Com esse gancho, o diretor constrói um retrato apaixonado e carinhoso de um mundo que não existe mais, senão no imaginário e no registro literário. A infância daquele menino do Engenho Tapuá (Paraíba) é retomada durante toda a narrativa do filme, parecendo ser a chave para se entender o surgimento do universo de Zé Lins.
O longa pontua os depoimentos dos moradores mais antigos, que viveram o começo da decadência do Engenho Tapuá, a belíssimas imagens do processo artesanal da confecção da rapadura. Também mostra e reconstrói o passado com cenas do filme O Menino do Engenho (1965), de Walter Lima Jr., e intervenções ficcionais.
O próprio diretor se coloca como personagem, trazendo coincidências na história de ambos, conterrâneos que se mudaram da Paraíba e construíram suas vidas em outros Estados, o que não os impediu de manter aquele universo vivo e revisitá-lo em suas obras.
José Lins do Rego, junto a outros escritores como Raquel de Queiroz, Ariano Suassuna, Gilberto Freyre, para citar alguns, fez parte de um efervescente período da literatura brasileira e nordestina, que ficou conhecido como o ciclo da cana-de-açúcar.

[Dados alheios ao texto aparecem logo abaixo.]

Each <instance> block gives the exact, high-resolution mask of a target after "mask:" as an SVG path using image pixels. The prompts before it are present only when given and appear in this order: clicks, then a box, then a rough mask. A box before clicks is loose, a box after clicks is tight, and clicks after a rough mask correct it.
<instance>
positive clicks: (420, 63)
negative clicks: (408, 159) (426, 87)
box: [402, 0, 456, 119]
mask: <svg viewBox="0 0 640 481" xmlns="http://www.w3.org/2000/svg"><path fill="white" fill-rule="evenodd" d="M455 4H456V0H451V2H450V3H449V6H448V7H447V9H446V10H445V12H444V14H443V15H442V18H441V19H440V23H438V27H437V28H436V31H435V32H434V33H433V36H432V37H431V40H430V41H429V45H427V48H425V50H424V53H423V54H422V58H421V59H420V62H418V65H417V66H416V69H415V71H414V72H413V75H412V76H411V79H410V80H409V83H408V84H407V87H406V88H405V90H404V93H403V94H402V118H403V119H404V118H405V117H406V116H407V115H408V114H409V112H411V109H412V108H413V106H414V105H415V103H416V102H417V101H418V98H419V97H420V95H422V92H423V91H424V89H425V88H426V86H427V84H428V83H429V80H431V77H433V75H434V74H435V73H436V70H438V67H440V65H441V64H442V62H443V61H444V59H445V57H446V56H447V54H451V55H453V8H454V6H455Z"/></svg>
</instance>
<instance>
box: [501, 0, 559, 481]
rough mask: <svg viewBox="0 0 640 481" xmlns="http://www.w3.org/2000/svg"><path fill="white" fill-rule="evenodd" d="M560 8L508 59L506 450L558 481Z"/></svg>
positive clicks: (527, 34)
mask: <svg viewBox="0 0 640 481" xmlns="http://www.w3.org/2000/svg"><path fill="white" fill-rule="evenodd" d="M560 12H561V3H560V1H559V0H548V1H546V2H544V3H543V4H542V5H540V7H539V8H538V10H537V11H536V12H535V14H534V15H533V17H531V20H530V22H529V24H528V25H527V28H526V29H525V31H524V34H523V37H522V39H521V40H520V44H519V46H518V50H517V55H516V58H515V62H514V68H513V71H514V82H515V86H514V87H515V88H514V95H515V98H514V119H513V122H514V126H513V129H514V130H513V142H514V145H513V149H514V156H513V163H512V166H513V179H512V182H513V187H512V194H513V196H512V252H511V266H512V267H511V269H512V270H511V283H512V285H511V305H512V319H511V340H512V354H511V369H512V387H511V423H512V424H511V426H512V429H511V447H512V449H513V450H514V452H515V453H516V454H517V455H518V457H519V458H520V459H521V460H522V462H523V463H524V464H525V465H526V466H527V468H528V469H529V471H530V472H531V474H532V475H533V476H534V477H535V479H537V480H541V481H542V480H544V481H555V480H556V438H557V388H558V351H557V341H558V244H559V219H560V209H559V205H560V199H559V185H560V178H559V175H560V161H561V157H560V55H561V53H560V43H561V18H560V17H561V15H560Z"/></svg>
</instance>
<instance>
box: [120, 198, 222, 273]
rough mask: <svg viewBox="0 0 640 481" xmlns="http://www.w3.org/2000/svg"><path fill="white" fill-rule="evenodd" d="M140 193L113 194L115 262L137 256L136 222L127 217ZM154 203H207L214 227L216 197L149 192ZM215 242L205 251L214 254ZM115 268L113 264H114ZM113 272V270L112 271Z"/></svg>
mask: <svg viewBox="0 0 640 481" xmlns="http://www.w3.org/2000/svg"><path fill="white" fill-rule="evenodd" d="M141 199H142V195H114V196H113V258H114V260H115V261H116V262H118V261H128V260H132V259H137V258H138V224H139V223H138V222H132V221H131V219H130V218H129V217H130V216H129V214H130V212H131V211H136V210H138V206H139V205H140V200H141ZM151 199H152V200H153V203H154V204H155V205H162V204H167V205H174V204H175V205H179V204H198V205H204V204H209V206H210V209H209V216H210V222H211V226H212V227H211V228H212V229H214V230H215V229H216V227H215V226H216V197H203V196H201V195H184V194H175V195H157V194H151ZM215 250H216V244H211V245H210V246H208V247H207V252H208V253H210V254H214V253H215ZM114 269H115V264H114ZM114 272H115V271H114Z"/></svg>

Para entender o que eles representam para a cultura brasileira, o diretor traz à discussão sobre o homem Zé Lins depoimentos de amigos próximos e admiradores de sua obra, como os próprios Suassuna, Raquel de Queiroz e ainda Carlos Heitor Cony, Hélio de Mello e sua filha mais velha, Elizabeth.
O documentário possui linguagem bem simples e familiar ao grande púbico, às vezes até didática, sem que isso prejudique seu ritmo fluído. A sensibilidade do diretor é refletida na mistura de recursos ficcionais a imagens de arquivos, fotografias, trechos de outros filmes e entrevistas. Até mesmo quando revela coisas mais íntimas da vida e personalidade de Zé Lins, Vladimir Carvalho não deixa a trama cair na euforia e melancolia latentes, como no depoimento de Tiago de Mello, poeta de quem o escritor foi guru, que encerra o filme. De forma tocante e sem pudores, Mello fala sem censura e detalhadamente sobre os últimos e dolorosos momentos antes da morte do amigo.
"Um grande humanista que soube criar tipos humanos incríveis", diz Cony em seu depoimento. Esta, com certeza, é a chave de todo o documentário que incita o espectador, após assisti-lo, a ir para casa ler e se embrenhar no universo de Zé Lins."